In order to enhance the performance of wave-energy converters (WECs), engineers at Sandia National Laboratories are performing the largest model-scale wave energy testing. This research project is being conducted at the U.S. Navy’s Maneuvering and Sea Keeping facility at the Carderock Division in Bethesda, Maryland, which is one of the largest wave tanks in the world. This tank measures 360 ft in length and 240 ft in width, and can contain up to 12 Mgal water.
Ryan Coe and Giorgio Bacelli who head the Sandia project spend long hours in the dark wave tank. As the tank is dark, the growth of algae in the water is minimized. The researchers are collecting data from experimental research and numerical modeling, so that wave energy technology can benefit from the strategic control systems design, testing practices for wave energy converters and improved methodologies.
Our goal is to improve the economic viability of these devices. In order to do so, we are working out ways to control the WEC’s generator to increase the amount of power it absorbs. At the same time, we are looking at how to reduce the loads and stresses on these devices in harsh conditions to ultimately lengthen a WEC’s lifespan in the water.
Ryan Coe, Sandia National Laboratory
According to Coe, many preliminary studies suggest that the energy absorption capacity can be increased up to 300% by improving control of the WECs’ generators. The present challenge confronted by the team is to transform these simplified studies into more realistic large-scale devices.
Coe and Bacelli are using control techniques and modeling that have already proven to be successful in other industries like aerospace, to control the dynamics, and obtain better and quicker results.
The systems we used have been around for a while, but strangely enough they had never been applied to wave energy converters.
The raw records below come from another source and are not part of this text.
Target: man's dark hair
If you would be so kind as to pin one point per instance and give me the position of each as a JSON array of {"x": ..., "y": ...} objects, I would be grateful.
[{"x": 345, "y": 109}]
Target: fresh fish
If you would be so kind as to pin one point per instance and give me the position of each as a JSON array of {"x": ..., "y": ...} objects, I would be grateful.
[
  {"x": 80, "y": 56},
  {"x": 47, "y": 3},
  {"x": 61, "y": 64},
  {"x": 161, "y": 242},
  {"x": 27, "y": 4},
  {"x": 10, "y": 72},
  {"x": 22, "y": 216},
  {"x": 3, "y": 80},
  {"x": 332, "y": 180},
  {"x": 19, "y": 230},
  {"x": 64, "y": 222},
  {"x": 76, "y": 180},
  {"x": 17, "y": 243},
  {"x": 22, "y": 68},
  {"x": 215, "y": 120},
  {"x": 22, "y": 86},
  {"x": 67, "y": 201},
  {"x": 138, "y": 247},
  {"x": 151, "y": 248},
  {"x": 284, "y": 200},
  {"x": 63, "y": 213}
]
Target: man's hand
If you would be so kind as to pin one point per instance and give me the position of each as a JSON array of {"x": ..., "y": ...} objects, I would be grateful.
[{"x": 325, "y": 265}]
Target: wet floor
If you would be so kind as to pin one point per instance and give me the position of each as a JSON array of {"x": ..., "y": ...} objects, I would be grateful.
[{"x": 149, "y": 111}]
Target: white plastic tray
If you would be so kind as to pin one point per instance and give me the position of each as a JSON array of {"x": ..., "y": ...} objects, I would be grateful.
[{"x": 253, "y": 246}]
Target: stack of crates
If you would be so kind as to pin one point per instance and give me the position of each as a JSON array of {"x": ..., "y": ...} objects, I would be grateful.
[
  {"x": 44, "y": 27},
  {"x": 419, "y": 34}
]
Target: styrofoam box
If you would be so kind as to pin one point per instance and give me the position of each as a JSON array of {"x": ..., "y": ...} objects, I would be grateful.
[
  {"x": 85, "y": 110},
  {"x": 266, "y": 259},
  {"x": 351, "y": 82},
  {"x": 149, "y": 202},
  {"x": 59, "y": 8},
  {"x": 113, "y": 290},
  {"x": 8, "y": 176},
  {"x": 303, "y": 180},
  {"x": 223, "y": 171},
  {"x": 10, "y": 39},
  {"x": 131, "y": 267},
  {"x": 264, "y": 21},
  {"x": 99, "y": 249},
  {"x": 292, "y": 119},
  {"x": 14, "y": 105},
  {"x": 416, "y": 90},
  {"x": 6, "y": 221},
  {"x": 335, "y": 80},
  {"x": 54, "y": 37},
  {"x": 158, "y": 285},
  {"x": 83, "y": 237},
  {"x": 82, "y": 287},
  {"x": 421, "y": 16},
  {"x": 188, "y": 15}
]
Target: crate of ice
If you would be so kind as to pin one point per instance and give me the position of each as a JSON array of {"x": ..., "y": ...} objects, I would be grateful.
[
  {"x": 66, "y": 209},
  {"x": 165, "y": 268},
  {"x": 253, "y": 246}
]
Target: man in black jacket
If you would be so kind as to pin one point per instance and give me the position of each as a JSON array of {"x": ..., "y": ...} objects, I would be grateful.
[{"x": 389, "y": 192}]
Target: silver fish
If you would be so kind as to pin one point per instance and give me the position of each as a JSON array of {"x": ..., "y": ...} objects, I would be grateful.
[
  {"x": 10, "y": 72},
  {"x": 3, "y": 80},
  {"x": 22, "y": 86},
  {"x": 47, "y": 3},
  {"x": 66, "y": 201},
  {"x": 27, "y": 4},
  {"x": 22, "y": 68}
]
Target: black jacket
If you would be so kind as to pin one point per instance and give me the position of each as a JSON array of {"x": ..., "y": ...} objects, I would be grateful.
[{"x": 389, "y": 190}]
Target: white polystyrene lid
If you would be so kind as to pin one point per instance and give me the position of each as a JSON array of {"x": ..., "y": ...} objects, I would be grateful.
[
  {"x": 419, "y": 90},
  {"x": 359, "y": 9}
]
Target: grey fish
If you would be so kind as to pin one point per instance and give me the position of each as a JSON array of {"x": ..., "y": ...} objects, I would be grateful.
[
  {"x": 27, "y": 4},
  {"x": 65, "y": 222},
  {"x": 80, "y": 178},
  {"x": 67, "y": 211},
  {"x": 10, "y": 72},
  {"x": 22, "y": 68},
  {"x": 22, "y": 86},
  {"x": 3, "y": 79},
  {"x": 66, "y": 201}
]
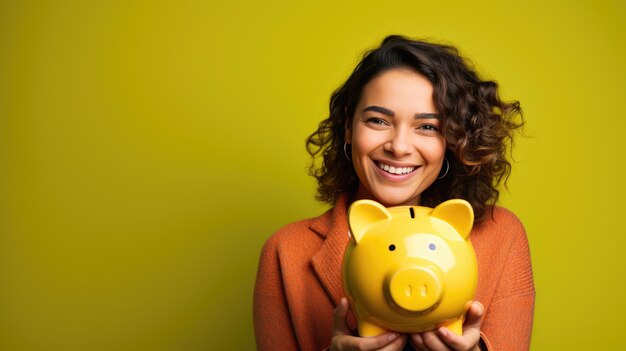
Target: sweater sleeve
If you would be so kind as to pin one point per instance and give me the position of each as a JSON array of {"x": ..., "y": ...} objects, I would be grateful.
[
  {"x": 508, "y": 321},
  {"x": 272, "y": 321}
]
So far, we know the techniques we are using are more efficient and cost-effective than existing methods. We are getting more information in a fraction of the time.
Giorgio Bacelli, Sandia National Laboratory
As the initial round of analysis in the water has now been completed at Sandia, Coe said that the team would be focused on processing all the collected data and building a new and better model to ensure that subsequent test yields even more valuable results.
“Make no mistake, these are extremely complex machines,” Bacelli said. “They have to be fine-tuned continuously because ocean waves are constantly changing. With this setup at the Navy’s facility, we have a unique opportunity to study the problems and quantify the effects. We want to help the industry by offering solutions to the challenges the wave energy world is facing.”
Sandia is continuing to work on the ‘Advanced WEC Dynamics and Controls’ wave energy project that started in 2013. The Office of Energy Efficiency and Renewable Energy has funded this project.
Since renewable energy will be made more cost-effective because of the innovations from Sandia’s Water Power Technologies Program, there is scope for the energy security of the United States to improve.
Some of the contributions of this project include turbine and tidal modeling, extreme-conditions modeling and WEC-Sim, which is an open source code for modeling the performance of wave energy converters. Sandia researchers also serve as judges and advisers for the Department of Energy’s Wave Energy Prize competition.